Yesterday I borrowed The Time Traveler’s Wife by Audrey Niffenegger from the library. I’m hardly on page 100 by now, and I’m already making plans about whom I am going to give it to for their birthday.

During this first half of 2009, reading has been a painful experience. I already mentioned last week that I’ve been suffering some kind of reader’s block for a long time. It seemed to have gone away late in 2008, when I managed to read several books in a row (my favourite being The Curious Incident of the Dog in the Night-Time), but in 2009 I’ve already started and given up three others: my “Oh no, I’ve smoked again” moments.

Big part of the problem is my limited ability to choose what to read. There isn’t really much of a library at home, and for now buying books comes below the cutoff line in the budget, so I’m left to sticking to public libraries: it’s really sad to get all excited about a certain book in Goodreads or LibraryThing, and then check that it’s not available in any of the libraries around here. (It doesn’t really help that I insist on reading in English now, in a country where that’s even more uninteresting than undubbed movies. Then there’s the pain that I’m not a fast reader anymore, and the clock ticks.)

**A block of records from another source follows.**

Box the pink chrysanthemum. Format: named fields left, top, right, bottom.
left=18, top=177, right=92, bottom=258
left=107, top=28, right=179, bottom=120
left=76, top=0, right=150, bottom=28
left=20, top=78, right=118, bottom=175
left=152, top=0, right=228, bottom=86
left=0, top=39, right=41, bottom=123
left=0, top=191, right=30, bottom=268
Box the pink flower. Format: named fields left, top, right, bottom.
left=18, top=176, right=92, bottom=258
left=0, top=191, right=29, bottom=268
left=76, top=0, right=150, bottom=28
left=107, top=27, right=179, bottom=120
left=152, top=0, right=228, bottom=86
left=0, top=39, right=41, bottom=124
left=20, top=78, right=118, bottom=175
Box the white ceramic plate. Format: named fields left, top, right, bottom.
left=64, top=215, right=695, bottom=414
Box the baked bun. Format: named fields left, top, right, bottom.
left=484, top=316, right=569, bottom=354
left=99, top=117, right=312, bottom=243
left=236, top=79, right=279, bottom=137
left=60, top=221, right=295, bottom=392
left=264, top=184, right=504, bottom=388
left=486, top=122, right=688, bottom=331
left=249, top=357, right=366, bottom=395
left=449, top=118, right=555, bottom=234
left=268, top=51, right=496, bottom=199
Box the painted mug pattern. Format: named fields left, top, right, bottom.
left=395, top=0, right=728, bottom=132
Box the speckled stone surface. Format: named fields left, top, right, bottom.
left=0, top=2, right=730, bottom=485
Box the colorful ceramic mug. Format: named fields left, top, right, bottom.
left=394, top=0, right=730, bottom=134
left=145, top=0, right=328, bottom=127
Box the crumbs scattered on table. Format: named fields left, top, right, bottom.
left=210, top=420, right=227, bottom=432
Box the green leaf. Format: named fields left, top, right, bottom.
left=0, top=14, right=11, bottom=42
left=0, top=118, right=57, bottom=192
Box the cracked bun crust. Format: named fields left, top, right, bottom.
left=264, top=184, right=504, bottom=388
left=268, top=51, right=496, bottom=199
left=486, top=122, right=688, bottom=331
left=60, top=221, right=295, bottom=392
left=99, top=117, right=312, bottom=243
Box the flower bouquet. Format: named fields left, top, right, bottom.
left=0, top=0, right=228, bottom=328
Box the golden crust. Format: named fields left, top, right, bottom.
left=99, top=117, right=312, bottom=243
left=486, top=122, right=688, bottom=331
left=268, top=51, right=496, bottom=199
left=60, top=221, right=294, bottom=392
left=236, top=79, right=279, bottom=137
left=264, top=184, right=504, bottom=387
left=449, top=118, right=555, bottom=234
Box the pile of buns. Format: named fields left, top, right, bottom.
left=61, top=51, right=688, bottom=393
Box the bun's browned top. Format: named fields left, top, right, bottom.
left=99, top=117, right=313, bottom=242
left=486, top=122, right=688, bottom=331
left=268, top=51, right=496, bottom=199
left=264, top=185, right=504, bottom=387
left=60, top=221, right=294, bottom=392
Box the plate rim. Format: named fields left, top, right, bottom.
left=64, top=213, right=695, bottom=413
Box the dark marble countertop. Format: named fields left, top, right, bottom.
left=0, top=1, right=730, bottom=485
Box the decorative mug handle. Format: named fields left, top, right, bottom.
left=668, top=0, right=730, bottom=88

Anyway, let’s get back to this non-review of The Time Traveler’s Wife, since the above should sort itself out soon. Imagine, coming from where I come from on this, how empowering it feels to say, a couple tens of pages into a book, this book, to say: “I’m so going to finish it.” (Well, any book can turn out bad, but I’m quite confident this one won’t.) It was a really great feeling.

This book is obviously science-fiction, since it involves time travelling, but I think that’s a wrong label for it since it’s just a love story. One that, precisely because it involves a component one doesn’t normally find in regular love stories (time travelling), becomes such a powerful one: the characters experience situations in a relationship your brain had never conceived, like for example the whole Jason incident, and that’s been for me incredibly moving. (I guess if you’re well into time-travelling stories, you might have thought of such situations. And there are probably some science-fictions books out there that have presented some of them already.)

If you’re thinking of reading this book, and particularly if you’re a regular science-fiction reader, I’m tempted to suggest —with only 100 pages into it, beware!— that you don’t see it as a science-fiction book. Try not to derail into analyzing if the travelling is consistent (which I’ve found it to be), or if the presented philosophy makes sense. For me it’s a book about emotions, and the time travelling is the device that allows us to achieve some very high peaks.

By the way, as far as I can tell, this is going to be the first time ever I’m going to watch a movie after having read the novel, and not the other way around. Let’s see how disappointed I will be!

P.S.: I’ve recently passed one of the three courses I had set out to pass when I went VAC, yay! Only two to go.